Learn to Export

Is your business ready to export?

Is your business ready to export?
There are a few critical factors that will affect the export readiness of your business. Each is explained along with some questions which you could answer in order to get an indication of your enterprise’s export readiness.

1. Management’s commitment to exports
Exporting requires quite a bit of your time, especially in the early stages of market development. If you have a small staff that is already thinly stretched in handling your local business, it will be difficult for you to take on a new and serious commitment of exporting.

  • Are you able to commit a substantial amount of time to developing an international market in the initial stages?
    Yes _ No _
  • Are you convinced that exports are an important aspect of your future survival?
    Yes _ No _
  • Do you have a long-term view on developing your export market, meaning that, even if it took time before you succeeded in winning your first order, would you still remain committed to exporting?
    Yes _ No _
  • Are you prepared to rearrange the way your business operates, should it be required, to become internationally competitive?
    Yes _ No _

2. Management skills in international business
There are differences between doing international and domestic business. These differences lie in the methods of developing international markets, processing export orders, ensuring payment and dealing with all the risks involved. You will therefore need specific skills to do business in this way.

  • Do you have any experience, or have access to available expertise, in selling products to other countries?
    Yes _ No _
  • Do you have any experience, or have access to available expertise, in processing export orders?
    Yes _ No _
  • Do you have any understanding of the export procedure and knowledge of the various role-players involved in the process?
    Yes _ No _

3. Financial resources
The commitment to export will rbequire additional finances, over and above the financial requirements needed to service your local market. If you are currently struggling with cash flow in order to keep your domestic operation going, you may have trouble finding the resources needed to start exporting. Your business may have to accommodate a time lag between when you start promoting your products abroad, and finally achieving your first order. You might even have to do the first few orders at very little or no profit.

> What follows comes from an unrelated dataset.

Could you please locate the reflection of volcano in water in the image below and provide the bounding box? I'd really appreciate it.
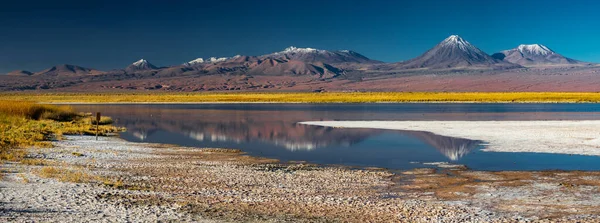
[72,106,480,161]
[403,131,482,161]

  • Do you have (or have access to) adequate financial resources over and above your local needs to support an export market development programme? (International market development is often more costly than in the domestic market.)
    Yes _ No _
  • Can you afford to fund you export market development for at least 12 months without receiving returns?
    Yes _ No _
  • Can you afford to invest in adapting your product or packaging if required?
    Yes _ No _

4. Technical know-how
International competition means competitors’ products measuring up against one another, resulting in a constant striving to improve functionality, design and efficiency in order to keep existing or to win new market share.

  • Does your business or do you have access to the technical expertise required to ensure that your product is suited to international markets in terms of design, quality and function?
    Yes _ No _
  • Does your business undertake research and development to improve your product?
    Yes _ No _
  • Are you familiar with the attributes of the products of potential international competitors?
    Yes _ No _

5. Capacity to supply / manufacture
Enterprises should take care in developing new markets if they do not have the capacity to supply the needs they create. Common problems include offering products to buyers who are likely to place orders far larger than the enterprise can ever supply or where enterprises export excess capacity in times of a poor economic climate at home, but then have to sacrifice their export markets once the local economy picks up again. The cost and commitment required to develop an export market is too high to give up just because you have run out of capacity.

  • Do you have spare capacity to produce over and above your domestic market needs?
    Yes _ No _
  • Can you increase your capacity to produce at short notice and without any major capital investment?
    Yes _ No _

6. International marketing intelligence and know-how
The desire to develop an export market usually results from some form of intelligence being obtained by the enterprise, giving it reason to believe that there is an international market for its product, and that it has a chance to compete. This knowledge is vital in selecting markets and initiating the market development process.

  • Do you have any current knowledge of international competitors, their products or prices?
    Yes _ No _
  • Do you have information on the size of the world market for your product?
    Yes _ No _
  • Do you have any knowledge of potential buyers for your product?
    Yes _ No _
FOR EVERY “YES”, GIVE YOURSELF 1 POINT
AND FOR EVERY “NO”, GIVE YOURSELF 0.
TOTAL UP YOUR SCORES FOR EACH SECTION AND MULTIPLY THE SCORE BY THE WEIGHTING FACTOR.
MANAGEMENT COMMITMENT X 4 =
MANAGEMENT SKILLS X 1 =
FINANCIAL RESOURCES X 4 =
TECHNICAL KNOW-HOW X 3 =
CAPACITY TO SUPPLY X 3 =
MARKETING INTELLIGENCE X 1 =
TOTAL

If your total is less than 35, your organisation is probably not ready for exporting. You should then focus attention on those areas in which you had low scores.